Prof. Dr. Hayrettin Ökçesiz, adli yargıda yolsuzluk konusunu 15 yıldır araştırmak istediğini söylüyordu: ‘‘Kimi savcılar, adalet müsteşarları, hakimler, yazarak, çizerek ya da sohbet ortamlarında, ama hep satır aralarında yargıdaki yolsuzluğu dile getiriyordu. Yargıda yolsuzluk, asla açıkça söylenmiyor, hep ima ediliyordu. Ortada bir yangın vardı, hem de çok yoğun. Ama dumanı görünmüyordu. İşte onu araştırdım. Acaba bu söylenenler ne kadar doğru, ne kadar yalan. Bilimsel yöntemlerle bunu araştırdım.’’

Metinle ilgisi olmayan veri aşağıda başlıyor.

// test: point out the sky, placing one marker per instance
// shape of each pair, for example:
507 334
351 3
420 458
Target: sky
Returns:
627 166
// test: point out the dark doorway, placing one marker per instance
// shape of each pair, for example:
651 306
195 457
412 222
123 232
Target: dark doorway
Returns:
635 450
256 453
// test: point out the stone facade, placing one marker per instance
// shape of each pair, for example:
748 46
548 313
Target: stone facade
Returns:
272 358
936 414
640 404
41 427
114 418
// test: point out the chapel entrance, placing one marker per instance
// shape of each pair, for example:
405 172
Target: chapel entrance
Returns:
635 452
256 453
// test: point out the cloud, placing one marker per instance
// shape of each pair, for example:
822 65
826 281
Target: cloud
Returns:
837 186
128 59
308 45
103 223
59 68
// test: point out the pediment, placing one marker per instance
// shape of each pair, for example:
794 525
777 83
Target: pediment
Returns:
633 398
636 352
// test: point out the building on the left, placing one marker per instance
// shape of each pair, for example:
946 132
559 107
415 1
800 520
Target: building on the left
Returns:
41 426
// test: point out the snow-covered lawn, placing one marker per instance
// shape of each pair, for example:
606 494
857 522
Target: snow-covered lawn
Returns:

İstanbul Barosu'na kayıtlı 666 avukat arasında, anket metoduyla yaptığı çalışmanın sağlam temellere dayandığını vurguluyor, Ökçesiz: ‘‘Bu çalışma, 2.5 yıllık bir emeğin ürünü. 1997 yılında, lisansüstü derslerimde, hukuk devleti konusunu işliyordum. Yolsuzluk, adliyelerin bağımsızlığını etkileyen bir olgu olarak karşımıza çıktı. Stajyer hakim ve savcı öğrencilerimden, adliyelerde gözlem yapıp, görüşlerini rapor halinde sunmalarını istedim. Bu sunumlar 1.5 yıl sürdü. Aynı zamanda avukat, savcı ve hakimlerin fikirlerinden yararlandım. Hazırladığım soruları onlara gösterdim. Kimse de, 'Öküz altında buzağı arıyorsun, bırak bu işleri' demedi. Bu şekilde ortaya çıkan soruları, avukatlara yönelttim. 800 kişinin çalışmasıyla ortaya çıkan tablo, yıllardır konuşulan şeyleri onayladı.’’

YAZARLAR İYİ TEPKİ VERDİ

Prof. Dr. Hayrettin Ökçesiz, araştırmanın şok etkisi yarattığına, kıpırdanmanın yavaş yavaş yaşandığına dikkat çekiyor: ‘‘Çalışmanın sonucu açıklandığında insanlar şok oldu. Önce kısa süreli bir tereddüt yaşandı. Ardından tepkiler gelmeye başladı. Özellikle avukatlardan ve köşe yazarlarından çok olumlu tepkiler aldım. Yazarlar harıl harıl yolsuzluk konusunda yazılar yazdılar. 'İyi ki yaptınız, elinize sağlık' dediler. Olumsuz ses, hakim ve savcılardan çıktı.’’

VİCDAN MUHASEBESİ YAPTIM

Ökçesiz, İstanbul'da görev yapan 15 cumhuriyet başsavcısı, 2 cumhuriyet savcısı ve 6 adalet komisyonu başkanının, araştırmayı kınayan bildirilerini, Yargıtay Başkanlığı'nın eleştirisi ile bazı hakim ve savcıların manevi tazminat davası açma düşüncelerini de şöyle değerlendiriyor:

‘‘Bu araştırmayı yaparken hep vicdan muhasebesi yaptım. Kimi zaman kendimi o insanların yerine koydum, kimi zamansa onları kendi yerimde düşündüm. Yaptığımın doğru olduğunu biliyorum. Dürüst, çalışkan, samimi bir yargı mensubunun da bu çalışmadan memnun olması gerekirdi. Tabii bazıları, 'Kol kırılır yen içinde kalır' mantığıyla tepki gösteriyor. Bu anlayış, kapalı toplumun bakış açısıdır. Açık bir toplumda bu argümanlar saçmadır. Çağdaş, hukuk devleti anlayışına zararlıdır. Olayları, tartışarak, şeffaf toplum mantığıyla çözeceğiz.’’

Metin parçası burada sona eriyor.